Many fireplaces are inefficient because their open front allows heat to escape up the chimney. Installing glass fire screens with proper draft controls, or "heatilators," can increase fireplace efficiency. Properly designed fireplaces can also decrease heat loss. Modern fireplaces may have metal side walls and backs with space for air to circulate between the walls and the fireplace setting. Inlets near the floor and outlets near the mantel provide convection-air heating and circulation in addition to the radiant heat from the fireplace.

Airtight wood stoves are more efficient. Many of these utilize "down-draft" combustion which forces combustible elements along a circuitous route where they are mixed with a current of hot air and nearly all burned. In less-efficient units these elements escape up the chimney or are deposited in the flue in the form of soot and creosote. Selecting a wood stove/heater is not simple. You must consider safety and space constraints as well as the size of the area to be heated and your personal preferences. In general, a medium or large wood stove can heat 1,000 square feet of living area to most people's satisfaction and up to 2,000 square feet for those having the wood stove ideally located in a well-insulated home and/or desiring somewhat lower temperatures.

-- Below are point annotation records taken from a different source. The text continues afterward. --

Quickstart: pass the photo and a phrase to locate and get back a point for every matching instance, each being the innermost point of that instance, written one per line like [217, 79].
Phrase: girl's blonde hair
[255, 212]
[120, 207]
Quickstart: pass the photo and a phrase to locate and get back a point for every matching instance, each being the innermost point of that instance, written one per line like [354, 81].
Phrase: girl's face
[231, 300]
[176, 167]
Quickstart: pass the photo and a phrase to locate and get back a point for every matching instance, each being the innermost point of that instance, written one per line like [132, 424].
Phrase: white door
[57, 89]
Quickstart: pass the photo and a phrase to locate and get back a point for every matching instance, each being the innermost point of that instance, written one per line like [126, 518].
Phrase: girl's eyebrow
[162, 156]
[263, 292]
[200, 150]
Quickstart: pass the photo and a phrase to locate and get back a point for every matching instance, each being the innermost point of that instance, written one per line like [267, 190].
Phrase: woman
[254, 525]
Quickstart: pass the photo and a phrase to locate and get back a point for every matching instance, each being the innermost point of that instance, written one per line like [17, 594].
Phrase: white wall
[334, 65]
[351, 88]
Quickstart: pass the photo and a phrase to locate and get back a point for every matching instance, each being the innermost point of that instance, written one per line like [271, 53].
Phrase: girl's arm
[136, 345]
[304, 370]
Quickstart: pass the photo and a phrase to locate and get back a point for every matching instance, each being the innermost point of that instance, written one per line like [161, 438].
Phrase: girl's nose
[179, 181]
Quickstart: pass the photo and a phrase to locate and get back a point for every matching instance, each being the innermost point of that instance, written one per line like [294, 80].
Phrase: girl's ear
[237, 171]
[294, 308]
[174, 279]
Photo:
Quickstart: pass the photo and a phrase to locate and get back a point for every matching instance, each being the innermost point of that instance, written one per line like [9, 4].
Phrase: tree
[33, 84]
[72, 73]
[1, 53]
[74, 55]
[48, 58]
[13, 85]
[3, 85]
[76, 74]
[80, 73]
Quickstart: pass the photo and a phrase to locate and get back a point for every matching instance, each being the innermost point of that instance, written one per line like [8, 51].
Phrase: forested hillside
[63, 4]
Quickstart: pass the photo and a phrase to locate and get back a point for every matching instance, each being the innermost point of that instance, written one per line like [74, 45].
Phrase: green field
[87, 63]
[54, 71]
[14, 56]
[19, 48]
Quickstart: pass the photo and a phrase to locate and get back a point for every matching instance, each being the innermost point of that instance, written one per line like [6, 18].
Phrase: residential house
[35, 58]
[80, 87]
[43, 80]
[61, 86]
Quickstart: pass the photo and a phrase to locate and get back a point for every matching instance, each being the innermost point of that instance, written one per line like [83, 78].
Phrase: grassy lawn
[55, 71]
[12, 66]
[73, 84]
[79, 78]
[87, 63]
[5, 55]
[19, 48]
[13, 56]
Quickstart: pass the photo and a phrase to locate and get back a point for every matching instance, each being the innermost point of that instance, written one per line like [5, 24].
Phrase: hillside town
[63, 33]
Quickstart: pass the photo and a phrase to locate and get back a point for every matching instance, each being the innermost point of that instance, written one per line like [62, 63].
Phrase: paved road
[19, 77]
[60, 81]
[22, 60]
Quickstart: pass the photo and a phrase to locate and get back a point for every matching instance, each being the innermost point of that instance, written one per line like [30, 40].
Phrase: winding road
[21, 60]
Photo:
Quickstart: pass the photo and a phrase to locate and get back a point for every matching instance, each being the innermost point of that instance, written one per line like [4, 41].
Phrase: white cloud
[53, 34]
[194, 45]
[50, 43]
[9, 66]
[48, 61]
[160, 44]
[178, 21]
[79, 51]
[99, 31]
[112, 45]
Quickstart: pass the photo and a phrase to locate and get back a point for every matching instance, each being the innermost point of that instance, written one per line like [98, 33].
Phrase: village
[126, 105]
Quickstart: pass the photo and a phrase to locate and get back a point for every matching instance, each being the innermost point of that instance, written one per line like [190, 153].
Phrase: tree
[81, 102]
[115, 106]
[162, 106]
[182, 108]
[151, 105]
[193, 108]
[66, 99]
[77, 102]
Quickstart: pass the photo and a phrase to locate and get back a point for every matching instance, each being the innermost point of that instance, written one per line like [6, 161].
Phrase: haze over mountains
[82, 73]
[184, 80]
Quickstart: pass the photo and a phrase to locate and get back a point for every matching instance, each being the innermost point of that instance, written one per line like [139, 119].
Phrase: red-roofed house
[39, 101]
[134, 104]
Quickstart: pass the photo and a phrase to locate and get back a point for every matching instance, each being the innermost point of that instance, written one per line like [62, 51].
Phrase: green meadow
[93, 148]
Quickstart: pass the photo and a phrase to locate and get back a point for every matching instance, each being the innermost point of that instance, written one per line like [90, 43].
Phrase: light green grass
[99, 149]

The species of wood used will often depend on household needs, availability and cost. Oak is generally more expensive than juniper, and juniper is generally more expensive than pine. The price range is about $200 to $350 per cord. One cord is a tightly stacked pile 4 ft x 4 ft x 8 ft. Oak can have between 25 and 36 million Btu/cord (depending on species). Juniper has about 26 million Btu/cord and ponderosa pine has about 22 million Btu/cord. Wood available for purchase should be seasoned for at least one year. Every once in a while you may find other highly desirable hardwoods such as walnut or ash, but be sure to assess any prospective wood for rot.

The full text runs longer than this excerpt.